The magic constant for an order 8 magic square with consecutive integers is 260, which is an even number. The only fraction in these linear equations is ½ (noted in bold). 260*½ =130, which is still an integer. This proves that consecutive numbers can be used to create a pandiagonal magic square of order 4n (and 8) ({1,2,3,4,5,6,7,8}).

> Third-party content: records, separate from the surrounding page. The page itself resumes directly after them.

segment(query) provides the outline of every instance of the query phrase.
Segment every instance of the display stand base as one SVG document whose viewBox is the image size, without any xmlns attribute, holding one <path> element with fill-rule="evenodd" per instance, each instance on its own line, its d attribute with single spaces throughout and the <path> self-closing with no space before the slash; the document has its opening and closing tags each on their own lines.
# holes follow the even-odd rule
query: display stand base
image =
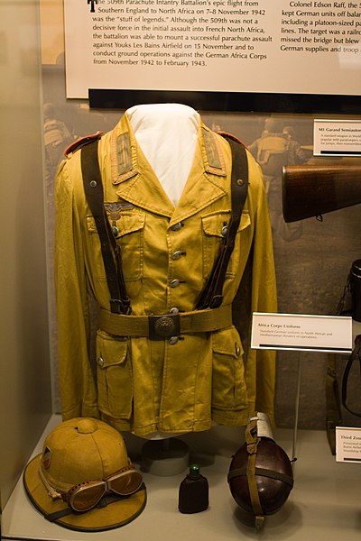
<svg viewBox="0 0 361 541">
<path fill-rule="evenodd" d="M 150 440 L 142 447 L 142 470 L 167 477 L 185 472 L 189 467 L 187 444 L 177 438 Z"/>
</svg>

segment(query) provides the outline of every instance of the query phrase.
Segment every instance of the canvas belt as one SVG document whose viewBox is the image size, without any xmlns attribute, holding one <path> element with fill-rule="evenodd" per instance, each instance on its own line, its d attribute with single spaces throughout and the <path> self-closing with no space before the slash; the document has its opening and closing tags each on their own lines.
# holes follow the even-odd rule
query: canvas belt
<svg viewBox="0 0 361 541">
<path fill-rule="evenodd" d="M 232 325 L 232 305 L 160 316 L 125 316 L 100 309 L 98 326 L 116 336 L 164 340 L 185 333 L 217 331 Z"/>
</svg>

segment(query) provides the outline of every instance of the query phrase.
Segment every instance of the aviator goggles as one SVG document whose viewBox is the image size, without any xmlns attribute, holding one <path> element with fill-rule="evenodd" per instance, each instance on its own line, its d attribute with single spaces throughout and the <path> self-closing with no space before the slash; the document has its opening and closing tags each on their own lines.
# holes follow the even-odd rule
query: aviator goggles
<svg viewBox="0 0 361 541">
<path fill-rule="evenodd" d="M 103 496 L 109 492 L 114 492 L 118 496 L 134 494 L 143 483 L 142 473 L 134 470 L 134 464 L 129 464 L 99 481 L 79 482 L 71 487 L 68 492 L 58 492 L 51 487 L 45 478 L 42 464 L 39 467 L 39 474 L 49 495 L 53 500 L 61 499 L 77 512 L 88 511 L 95 508 Z"/>
</svg>

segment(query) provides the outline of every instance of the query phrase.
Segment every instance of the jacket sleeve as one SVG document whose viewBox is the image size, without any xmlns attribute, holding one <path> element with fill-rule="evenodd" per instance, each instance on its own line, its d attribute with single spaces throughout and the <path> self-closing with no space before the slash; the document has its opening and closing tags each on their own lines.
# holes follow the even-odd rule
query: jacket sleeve
<svg viewBox="0 0 361 541">
<path fill-rule="evenodd" d="M 251 280 L 250 315 L 276 312 L 277 291 L 268 204 L 261 168 L 249 159 L 250 214 L 254 226 L 253 249 L 249 261 Z M 250 408 L 263 411 L 274 423 L 275 352 L 249 349 L 245 378 Z M 251 411 L 252 413 L 252 411 Z"/>
<path fill-rule="evenodd" d="M 74 179 L 79 181 L 79 176 L 81 179 L 81 173 L 79 162 L 77 168 L 70 161 L 71 159 L 60 164 L 55 183 L 54 278 L 59 382 L 64 419 L 97 417 L 88 355 L 90 321 L 79 211 L 81 206 L 84 207 L 85 200 L 79 201 L 75 196 Z"/>
</svg>

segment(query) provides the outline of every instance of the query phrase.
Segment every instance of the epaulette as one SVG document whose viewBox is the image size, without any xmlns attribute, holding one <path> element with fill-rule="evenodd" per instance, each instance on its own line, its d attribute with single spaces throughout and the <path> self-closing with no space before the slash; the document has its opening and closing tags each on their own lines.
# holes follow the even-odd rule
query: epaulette
<svg viewBox="0 0 361 541">
<path fill-rule="evenodd" d="M 240 140 L 238 139 L 238 137 L 236 137 L 236 135 L 233 135 L 233 133 L 228 133 L 227 132 L 217 132 L 217 133 L 218 135 L 222 135 L 222 137 L 225 137 L 226 139 L 233 139 L 233 141 L 236 141 L 236 142 L 239 142 L 239 144 L 241 144 L 242 146 L 245 147 L 245 149 L 246 149 L 247 147 L 245 146 L 245 144 Z"/>
<path fill-rule="evenodd" d="M 80 137 L 80 139 L 74 141 L 74 142 L 69 144 L 69 147 L 67 147 L 65 149 L 65 151 L 64 151 L 65 156 L 68 158 L 68 156 L 69 154 L 71 154 L 71 152 L 76 152 L 77 151 L 81 149 L 81 147 L 85 146 L 86 144 L 88 144 L 89 142 L 92 142 L 93 141 L 97 141 L 97 139 L 100 139 L 100 137 L 103 135 L 103 133 L 104 133 L 104 132 L 97 132 L 97 133 L 93 133 L 92 135 L 86 135 L 85 137 Z"/>
</svg>

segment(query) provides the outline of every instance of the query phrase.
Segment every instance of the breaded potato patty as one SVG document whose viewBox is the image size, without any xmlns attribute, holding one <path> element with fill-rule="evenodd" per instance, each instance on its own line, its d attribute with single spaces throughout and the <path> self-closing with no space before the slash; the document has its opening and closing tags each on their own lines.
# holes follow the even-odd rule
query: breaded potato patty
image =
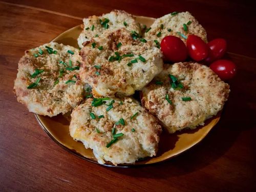
<svg viewBox="0 0 256 192">
<path fill-rule="evenodd" d="M 160 49 L 138 35 L 122 28 L 87 41 L 80 51 L 80 77 L 95 96 L 132 95 L 162 71 Z"/>
<path fill-rule="evenodd" d="M 126 28 L 129 31 L 140 33 L 139 24 L 135 17 L 124 11 L 113 10 L 101 16 L 95 15 L 84 18 L 81 25 L 83 31 L 80 34 L 77 41 L 79 47 L 83 47 L 82 43 L 92 38 L 99 36 L 106 31 L 114 29 Z"/>
<path fill-rule="evenodd" d="M 184 42 L 183 35 L 196 35 L 207 42 L 206 32 L 198 22 L 188 12 L 168 14 L 156 19 L 151 28 L 144 33 L 146 40 L 157 40 L 159 43 L 165 36 L 174 35 Z M 148 29 L 148 30 L 150 29 Z"/>
<path fill-rule="evenodd" d="M 134 163 L 156 155 L 161 126 L 132 98 L 88 99 L 71 119 L 70 135 L 92 149 L 99 163 Z"/>
<path fill-rule="evenodd" d="M 82 100 L 80 58 L 73 47 L 51 42 L 27 50 L 18 62 L 14 92 L 31 112 L 52 117 Z"/>
<path fill-rule="evenodd" d="M 192 62 L 165 67 L 142 89 L 141 99 L 170 133 L 203 125 L 222 109 L 229 86 L 210 68 Z"/>
</svg>

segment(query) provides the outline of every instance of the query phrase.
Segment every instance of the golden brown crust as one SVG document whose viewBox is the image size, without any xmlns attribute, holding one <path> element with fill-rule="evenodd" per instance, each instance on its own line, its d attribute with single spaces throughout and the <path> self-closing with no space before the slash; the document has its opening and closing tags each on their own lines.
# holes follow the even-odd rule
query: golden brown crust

For the magic square of order 4n the formula for the algorithm is the formula A + 4nB - 4nC. A is a sqaure filled in with the consecutive integers {1,2,3,4,5,6,7,8} and B is a rotated form of square A. C is a square completely filled in with ones. The 4n portion of the equation functions as a way to regulate the numbers that will be filled in, it will never allow a number above $$n^2$$, as this is the last number in the consecutive series, and thus, the largest number in the magic square. If n=2 the resulting magic square would be of order 8. In the squares A and B, no number larger than 8 appears, therefore, the largest number that could result from the multiplication of 4nB is 64, which is also the largest number in the consecutive series of an order 8 magic square.

Step 1
In the first step the left half (length 2n, with n=2 in this case) of the 8 by 8 square will be filled (separated with a bold line in table 7 below). This is done by placing 2n numbers in the first 2n columns/the first row. For an 8 by 8 square this mean 2*2=4 so numbers {1,2,3,4}, because to get an order 8 magic square you need n=2 (4*2=8). In the next row below the row that was just filled in, place the next 2n numbers in reverse order {8,7,6,5}. On the following 6 rows beneath the two that were already filled in, continuously switch between the two arrays/sequence of numbers till all rows of length 2n (4) are filled in.

1	2	3	4	0	0	0	0
8	7	6	5	0	0	0	0
1	2	3	4	0	0	0	0
8	7	6	5	0	0	0	0
1	2	3	4	0	0	0	0
8	7	6	5	0	0	0	0
1	2	3	4	0	0	0	0
8	7	6	5	0	0	0	0

table 7: Step 1 constructing an order 4n (with n=2) square

Step 2
In step 2 the right half of the 8 by 8 square will be filled in. This half is almost the exact same as step 1, however, instead of starting at the top with {1,2,3,4} it starts with {8,7,6,5}. It will still switch between both series of numbers every next row. The fully filled in square will be called square A.

1	2	3	4	8	7	6	5
8	7	6	5	1	2	3	4
1	2	3	4	8	7	6	5
8	7	6	5	1	2	3	4
1	2	3	4	8	7	6	5
8	7	6	5	1	2	3	4
1	2	3	4	8	7	6	5
8	7	6	5	1	2	3	4

table 8: Step 2 constructing an order 4n (with n=2) square A

Step 3
In step 3 a second square B will be constructed. This is done by rotating square A (table 9) 90 degrees to the left. The following square B will emerge.

5	4	5	4	5	4	5	4
6	3	6	3	6	3	6	3
7	2	7	2	7	2	7	2
8	1	8	1	8	1	8	1
4	5	4	5	4	5	4	5
3	6	3	6	3	6	3	6
2	7	2	7	2	7	2	7
1	8	1	8	1	8	1	8

table 9: Step 3 constructing an order 4n (n=2) square B

Step 4
To finally create a pandiagonal magic square of order 4n, the formula A + 4nB - 4nC must be used. Square C is an order 4n square filled with the number one just like in table 4 (different size). For an order 8 magic square the formula would be A + 8B - 8C. For the top left square the value would be 1+8*5-8*1=33 and the full pandiagonal magic square of order 4n would be the following square.

33	26	35	28	40	31	38	29
48	23	46	21	41	18	43	20
49	10	51	12	56	15	54	13
64	7	62	5	57	2	59	4
25	34	27	36	32	39	30	37
24	47	22	45	17	42	19	44
9	50	11	52	16	55	14	53
8	63	6	61	1	58	3	60

table 10: Step 4 order 4n (n=2) pandiagonal magic square

Besides 4n magic squares being pandiagonal with the use of this specific algorithm, when summing up all 4 numbers inside a 2 by 2 square inside an order 4n pandiagonal magic square, it will also add up to the same number, 130. This number is always exactly half of the magic constant of an order 4n magic square, because only half of the numbers are used when comparing rows, columns and diagonals. In addition, on a diagonal line two numbers spaced n/2 (8/2=4) apart from each other with wrapping around, equates to the same number (65, ¼ of magic constant, as only 2 numbers are being added up). Because this is an order 4n magic square, with this algorithm not only a pandiagonal magic square is created, but also, a most-perfect magic square.